Es ist kein Zufall, dass Roth, wie viele andere Indie-Entwickler der aktuellen Spiele-Landschaft mit dieser Art des Schaffensprozesses in direktem Widerspruch zu üblichen Konventionen steht, die ihm besonders bei größeren Spiele-Schmieden negativ aufgefallen sind und seiner Meinung nach den Verlust von Ideenreichtum zur Folge haben. „Einer mystischen Massen-Zielgruppe hinterher zu rennen hat geradezu das Wunder vernichtet, das viele überhaupt erst zu diesem Medium [Computerspiele] gebracht hat“. Das Konzept der „Crunch-Time“, Computerspiele unter Zeitdruck einer fixen Deadline und massivem Gebrauch von Überstunden fertigzustellen, „steht im Widerspruch zu hunderten Jahren an Forschung zu Arbeitsproduktivität, dem gesunden Menschenverstand und, offen gesagt, etlichen Gesetzen“, so Roth. Zuletzt hatte sich Crytek mit einem Tweet zur Crunch-Time während der Entwicklung von Ryse: Son of Rome in die Nesseln gesetzt und dafür ein harsches Echo aus Entwickler- und Spielerkreisen eingeheimst.
In einem lesenswerten Artikel mit dem Titel „The wonderful problems of Maia“ („Die wundervollen Probleme von Maia“) unterhielt sich Roth mit Eurogamer über den nicht zu verachtenden Unterhaltungsfaktor von Programmierfehlern. So schildert er unter anderem lustige Eigenheiten der aktuell noch nicht ausgereiften künstlichen Intelligenz von Maia: „Wir haben eine Animation im Spiel, bei dem der Charakter das Bäuchlein eines Hundes reibt. Alles [gemeint ist die Kolonie] kann dabei in Flammen stehen, der Alarm klingelt und der Kerl spielt einfach mit dem Hund.“ Roth erläutert, dass im Hintergrund der Gemütszustand der Bewohner simuliert wird, jedoch dadurch, dass es mit der Kolonie bergab geht, verschlechtere sich die Laune der Bewohner zunehmend und sie erledigen immer weniger ihrer Tagesaufgaben. Dies sei sogar schon so weit gewesen, dass die Bewohner seiner Kolonie allesamt nur noch ihrer eigenen Bedürfnisse nachgingen und außer zum Trinken das Bett nicht mehr verließen. Roth dazu „Ich dachte, das ist doch wirklich etwas zu realistisch – Ich habe Teenager erschaffen“.

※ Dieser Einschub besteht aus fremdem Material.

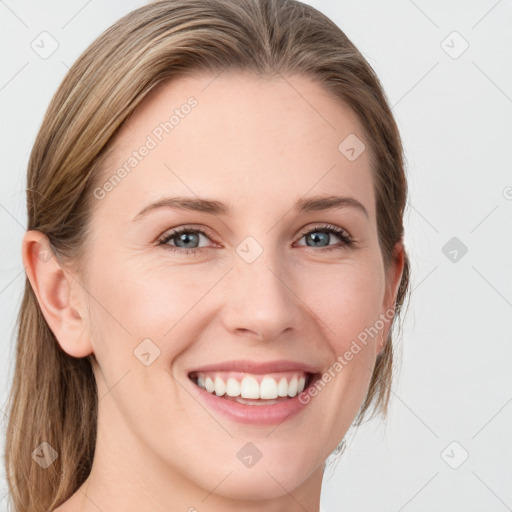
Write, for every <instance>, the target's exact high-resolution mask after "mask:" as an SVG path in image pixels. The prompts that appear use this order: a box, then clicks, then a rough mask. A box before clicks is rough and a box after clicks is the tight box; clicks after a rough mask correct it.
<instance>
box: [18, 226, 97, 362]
mask: <svg viewBox="0 0 512 512" xmlns="http://www.w3.org/2000/svg"><path fill="white" fill-rule="evenodd" d="M22 258H23V265H24V267H25V270H26V273H27V277H28V279H29V281H30V284H31V285H32V289H33V291H34V293H35V295H36V297H37V301H38V303H39V306H40V308H41V311H42V313H43V316H44V318H45V320H46V322H47V323H48V326H49V327H50V329H51V330H52V332H53V334H54V335H55V337H56V338H57V341H58V343H59V345H60V346H61V348H62V350H64V351H65V352H66V353H68V354H69V355H70V356H73V357H86V356H88V355H89V354H91V353H92V346H91V343H90V340H89V339H88V338H87V329H86V327H87V325H86V321H87V318H86V317H85V316H84V315H83V314H82V312H85V311H86V308H85V304H84V303H83V298H81V295H79V294H76V293H73V292H74V291H75V290H76V286H77V283H74V282H73V277H72V276H71V275H69V273H67V272H66V271H65V270H63V268H61V266H60V265H59V263H58V261H57V259H56V257H55V255H54V254H53V251H52V248H51V246H50V242H49V240H48V237H47V236H46V235H45V234H43V233H41V232H40V231H36V230H28V231H27V232H26V233H25V235H24V237H23V242H22Z"/></svg>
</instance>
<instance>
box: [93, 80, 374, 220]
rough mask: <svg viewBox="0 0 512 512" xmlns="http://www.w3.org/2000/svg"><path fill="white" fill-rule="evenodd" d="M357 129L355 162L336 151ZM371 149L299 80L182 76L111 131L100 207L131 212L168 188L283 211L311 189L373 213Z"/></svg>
mask: <svg viewBox="0 0 512 512" xmlns="http://www.w3.org/2000/svg"><path fill="white" fill-rule="evenodd" d="M354 136H355V137H357V139H358V140H360V142H361V144H366V148H367V150H365V151H363V152H362V153H361V154H360V155H359V156H358V157H357V158H356V159H355V160H354V159H348V158H347V156H346V155H345V154H344V153H343V152H342V151H340V143H341V144H342V147H343V141H345V140H349V141H352V140H353V137H354ZM347 137H348V139H347ZM361 147H363V146H361ZM356 149H357V150H358V151H359V150H360V148H356ZM368 153H369V145H368V141H366V140H365V136H364V132H363V129H362V126H361V124H360V122H359V120H358V118H357V116H356V115H355V114H354V113H353V112H352V111H351V110H350V109H349V108H348V107H347V106H345V105H344V104H343V103H341V102H340V101H336V100H334V99H333V98H332V97H331V96H329V95H328V93H327V92H326V91H325V90H324V89H323V88H322V87H321V86H320V85H318V84H317V83H315V82H313V81H312V80H310V79H308V78H306V77H303V76H297V75H294V76H286V77H284V76H276V77H275V78H271V79H270V78H259V77H256V76H254V75H241V74H238V75H236V74H221V75H219V76H217V77H216V76H214V75H203V76H196V77H185V78H180V79H176V80H173V81H168V82H165V83H162V84H160V85H159V86H158V87H157V88H156V89H155V90H153V91H152V92H151V93H150V94H149V96H148V97H146V98H145V100H144V101H143V102H142V103H141V104H140V105H139V106H138V107H137V109H136V110H135V111H134V112H133V114H132V115H131V116H130V118H129V119H128V120H127V122H126V123H125V124H124V125H123V127H122V129H121V130H120V132H119V133H118V134H117V136H116V138H115V139H114V141H113V153H112V158H110V160H109V162H108V164H107V168H106V169H104V176H103V181H102V184H103V183H105V182H106V181H110V182H112V186H110V187H107V188H108V189H109V191H108V193H107V194H106V197H105V199H104V200H103V201H101V205H100V208H102V209H107V210H114V209H115V212H112V213H113V214H114V215H120V216H122V217H124V218H126V217H127V216H131V217H133V215H135V213H136V212H137V211H139V209H140V207H141V206H143V205H144V204H145V203H147V202H148V201H150V200H155V199H158V198H160V197H163V196H165V195H169V194H172V195H190V196H200V197H202V196H205V197H206V196H207V197H210V198H215V199H218V200H219V201H222V202H225V203H226V204H228V205H230V206H231V207H232V208H233V210H234V211H236V209H237V207H238V208H240V209H242V208H243V209H246V208H250V207H251V206H253V207H255V208H260V209H261V208H262V207H265V206H271V205H273V206H275V208H277V209H281V208H284V207H286V204H288V203H289V205H291V204H292V203H295V201H296V200H297V199H298V198H300V197H303V196H305V195H307V194H308V192H310V194H309V195H316V194H321V193H329V194H333V193H339V194H343V195H352V196H356V197H357V198H358V200H359V201H361V202H363V203H364V204H365V206H366V208H367V209H368V210H369V213H370V215H374V206H373V203H374V200H373V185H372V181H373V180H372V177H371V170H370V157H369V154H368ZM114 175H117V177H116V176H114ZM109 177H113V178H114V180H112V179H110V180H109ZM280 205H281V206H280Z"/></svg>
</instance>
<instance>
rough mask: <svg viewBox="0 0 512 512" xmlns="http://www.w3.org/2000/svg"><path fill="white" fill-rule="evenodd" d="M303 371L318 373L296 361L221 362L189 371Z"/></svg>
mask: <svg viewBox="0 0 512 512" xmlns="http://www.w3.org/2000/svg"><path fill="white" fill-rule="evenodd" d="M293 370H297V371H303V372H306V373H319V372H320V370H319V369H318V367H315V366H313V365H310V364H306V363H301V362H298V361H288V360H285V359H280V360H277V361H260V362H257V361H253V360H234V361H223V362H221V363H214V364H208V365H205V366H200V367H197V368H193V369H191V370H189V372H188V373H192V372H215V371H233V372H243V373H254V374H265V373H276V372H285V371H293Z"/></svg>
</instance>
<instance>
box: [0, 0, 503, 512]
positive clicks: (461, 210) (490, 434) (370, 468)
mask: <svg viewBox="0 0 512 512" xmlns="http://www.w3.org/2000/svg"><path fill="white" fill-rule="evenodd" d="M307 3H310V4H311V5H313V6H315V7H316V8H318V9H319V10H321V11H322V12H324V13H325V14H326V15H327V16H329V17H330V18H331V19H333V21H335V22H336V23H337V24H338V25H339V26H340V27H341V28H342V29H343V30H344V31H345V33H346V34H347V35H348V37H349V38H350V39H351V40H352V41H353V42H354V43H355V44H356V46H358V48H359V49H360V50H361V52H362V53H363V54H364V55H365V57H366V58H367V59H368V60H369V62H370V64H371V65H372V66H373V67H374V69H375V70H376V72H377V74H378V75H379V77H380V78H381V81H382V83H383V85H384V88H385V90H386V93H387V95H388V97H389V100H390V103H391V105H392V106H393V112H394V114H395V116H396V119H397V121H398V123H399V127H400V129H401V133H402V136H403V141H404V145H405V152H406V158H407V172H408V179H409V185H410V202H409V205H408V209H407V214H406V219H405V222H406V246H407V249H408V251H409V255H410V258H411V262H412V266H413V278H412V288H413V293H412V298H411V304H410V307H409V310H408V312H407V320H406V323H405V328H404V331H403V336H402V338H401V340H400V343H399V347H400V352H401V354H402V357H401V359H402V363H401V373H400V378H399V380H397V381H396V382H395V385H394V387H393V393H392V404H391V413H390V417H389V420H388V422H387V424H386V425H383V424H382V423H381V421H380V420H375V421H372V422H371V423H369V424H368V425H365V426H364V427H361V428H360V430H359V431H358V432H357V433H356V434H354V433H353V431H350V432H349V435H348V439H349V442H350V444H349V448H348V450H347V452H346V454H345V456H344V458H343V459H342V460H341V461H340V463H339V464H338V466H337V469H336V471H335V472H333V471H331V470H329V471H327V472H326V476H325V480H324V488H323V494H322V508H323V510H325V512H334V511H341V510H343V511H351V512H357V511H365V512H371V511H378V512H387V511H391V512H401V511H405V512H420V511H428V512H434V511H447V510H450V511H452V512H456V511H465V512H469V511H482V510H486V511H487V512H494V511H496V512H501V511H505V510H510V509H511V507H512V486H511V485H510V482H512V436H511V435H510V432H511V426H512V385H511V384H512V372H511V367H512V364H511V362H512V343H511V341H512V339H511V334H510V333H511V327H512V315H511V313H512V286H511V282H512V271H511V262H512V240H511V236H510V233H511V232H512V231H511V226H510V224H511V222H510V220H511V212H512V174H511V163H512V144H511V142H512V140H511V135H512V116H511V113H512V68H511V64H510V63H511V62H512V44H511V43H512V32H511V30H510V27H511V26H512V2H511V1H510V0H501V1H495V0H489V1H487V0H485V1H484V0H482V1H473V2H463V1H460V2H456V1H440V0H439V1H431V2H427V1H425V0H423V1H420V0H417V1H416V2H413V1H412V0H399V1H393V2H386V1H377V0H372V1H365V2H361V1H356V0H343V1H336V2H334V1H328V0H315V1H311V0H310V1H309V2H307ZM143 4H144V2H142V1H134V0H129V1H126V0H125V1H121V0H116V1H110V2H108V3H107V2H100V1H99V0H92V1H91V0H89V1H88V2H87V1H64V0H60V1H57V0H52V1H46V2H36V1H34V0H32V1H15V0H5V1H2V0H0V44H1V48H2V64H1V67H0V106H1V128H0V130H1V131H0V143H1V160H0V162H1V191H0V226H1V235H2V241H1V243H0V307H1V309H0V314H1V323H0V325H1V329H2V331H1V332H2V335H1V341H0V343H1V344H2V354H3V357H2V360H1V361H0V367H1V381H0V390H1V397H0V399H1V402H0V404H1V405H2V411H3V409H4V404H5V399H6V396H7V388H8V383H9V382H10V378H11V377H12V363H13V361H14V360H13V354H14V343H15V332H14V322H15V317H16V314H17V311H18V307H19V304H20V300H21V292H22V284H23V282H24V269H23V265H22V260H21V252H20V248H21V238H22V235H23V233H24V230H25V226H26V210H25V191H24V189H25V179H26V177H25V174H26V165H27V162H28V157H29V153H30V150H31V146H32V144H33V142H34V139H35V135H36V133H37V130H38V128H39V125H40V123H41V120H42V117H43V114H44V111H45V110H46V108H47V105H48V102H49V100H50V98H51V96H52V95H53V93H54V91H55V90H56V89H57V87H58V85H59V83H60V82H61V80H62V79H63V77H64V74H65V73H66V71H67V68H68V67H69V66H70V65H71V64H72V63H73V61H74V60H75V59H76V58H77V57H78V56H79V54H80V53H81V52H82V51H83V50H84V49H85V48H86V46H87V45H88V44H89V43H90V42H92V40H93V39H94V38H95V37H96V36H97V35H99V34H100V33H101V32H102V31H103V30H104V29H105V28H107V27H108V26H109V25H111V24H112V23H113V22H114V21H116V20H117V19H118V18H119V17H121V16H122V15H124V14H125V13H127V12H128V11H130V10H132V9H133V8H135V7H139V6H141V5H143ZM42 31H47V32H49V33H50V34H51V35H52V37H53V38H55V40H56V41H57V42H58V45H59V46H58V48H57V50H56V51H55V52H54V53H53V54H52V55H51V56H49V57H48V58H47V59H43V58H41V57H40V56H39V55H38V54H37V53H36V52H35V51H34V50H33V49H32V48H31V43H32V41H34V39H36V38H37V37H38V36H39V34H40V33H41V32H42ZM454 31H456V32H457V33H458V34H452V33H453V32H454ZM443 41H444V42H443ZM466 44H469V47H468V48H467V49H466V50H465V51H464V52H463V53H462V54H460V55H459V53H460V52H461V51H462V50H463V49H464V47H465V46H466ZM452 237H457V239H458V240H456V241H455V242H452V243H455V244H458V245H459V247H457V245H454V246H451V245H448V246H447V248H446V249H445V250H444V252H443V247H444V246H445V244H447V242H448V241H449V240H450V239H452ZM461 243H463V244H464V245H465V246H466V247H467V250H468V251H467V253H466V254H464V255H463V254H462V251H461V250H460V244H461ZM453 250H456V251H458V252H457V254H456V253H454V252H453ZM450 251H452V252H451V253H450ZM445 253H446V254H447V255H445ZM451 259H456V261H451ZM4 432H5V416H4V421H3V432H2V433H4ZM454 441H455V442H456V444H451V443H452V442H454ZM3 442H4V439H3V438H2V446H3ZM447 447H448V448H447ZM466 452H467V454H469V457H468V458H467V460H465V461H464V462H463V463H462V464H461V465H460V466H459V467H458V468H457V469H453V468H452V467H451V466H454V467H455V466H458V465H459V464H460V463H461V462H462V460H463V457H464V455H465V453H466ZM450 465H451V466H450ZM2 476H3V468H2ZM0 493H1V494H0V509H2V510H4V509H5V507H6V505H5V503H6V499H5V497H4V496H5V493H6V484H5V481H4V479H3V478H2V486H1V488H0Z"/></svg>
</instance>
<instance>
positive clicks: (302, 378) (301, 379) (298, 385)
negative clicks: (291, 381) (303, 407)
mask: <svg viewBox="0 0 512 512" xmlns="http://www.w3.org/2000/svg"><path fill="white" fill-rule="evenodd" d="M305 385H306V379H305V378H304V377H301V378H300V379H299V384H298V385H297V393H302V392H303V391H304V386H305Z"/></svg>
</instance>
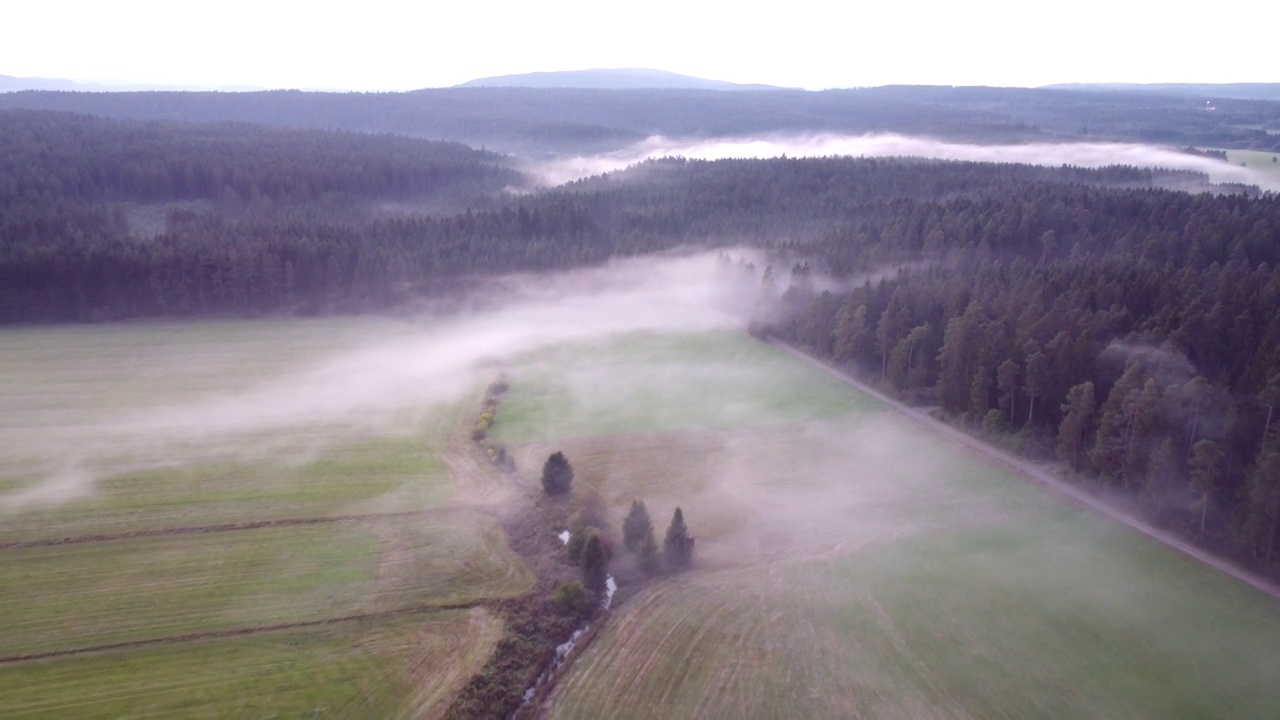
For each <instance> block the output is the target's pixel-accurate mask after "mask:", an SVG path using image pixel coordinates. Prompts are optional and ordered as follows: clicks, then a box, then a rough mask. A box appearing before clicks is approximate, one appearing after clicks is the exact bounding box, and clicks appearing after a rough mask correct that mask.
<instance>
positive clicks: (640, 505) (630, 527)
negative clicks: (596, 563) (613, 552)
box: [622, 500, 653, 552]
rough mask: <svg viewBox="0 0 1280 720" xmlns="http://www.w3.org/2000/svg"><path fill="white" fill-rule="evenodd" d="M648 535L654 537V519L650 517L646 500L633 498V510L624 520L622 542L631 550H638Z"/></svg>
mask: <svg viewBox="0 0 1280 720" xmlns="http://www.w3.org/2000/svg"><path fill="white" fill-rule="evenodd" d="M646 537H648V538H649V539H650V541H652V539H653V520H650V519H649V510H648V509H646V507H645V506H644V502H641V501H639V500H632V501H631V511H630V512H627V518H626V519H625V520H622V544H625V546H626V547H627V550H630V551H631V552H636V551H639V550H640V544H641V543H644V539H645V538H646Z"/></svg>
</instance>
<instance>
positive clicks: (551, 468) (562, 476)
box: [543, 450, 573, 495]
mask: <svg viewBox="0 0 1280 720" xmlns="http://www.w3.org/2000/svg"><path fill="white" fill-rule="evenodd" d="M572 484H573V466H572V465H570V464H568V460H567V459H566V457H564V454H563V452H561V451H558V450H557V451H556V452H553V454H550V456H548V457H547V462H544V464H543V489H544V491H547V495H564V493H567V492H568V491H570V487H572Z"/></svg>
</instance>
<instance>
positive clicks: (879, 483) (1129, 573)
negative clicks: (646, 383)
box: [497, 334, 1280, 717]
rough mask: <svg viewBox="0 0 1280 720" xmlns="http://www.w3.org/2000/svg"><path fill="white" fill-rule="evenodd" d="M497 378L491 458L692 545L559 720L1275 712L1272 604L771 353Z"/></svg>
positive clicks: (525, 373)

Wer sich trotz des offensichtlichen Alpha-Zustands (aktuell: Version 0.38) nicht abschrecken lässt, findet Maia bei Steam Early-Access zum Preis von 22,99 Euro. Maia soll voraussichtlich im Laufe des Jahres 2014 für Windows-, Mac- und Linux-Systeme fertiggestellt werden. Zumindest finanziell steht dank Crowdfunding und Early-Access der Fertigstellung des ambitionierten Projekts nichts mehr im Weg.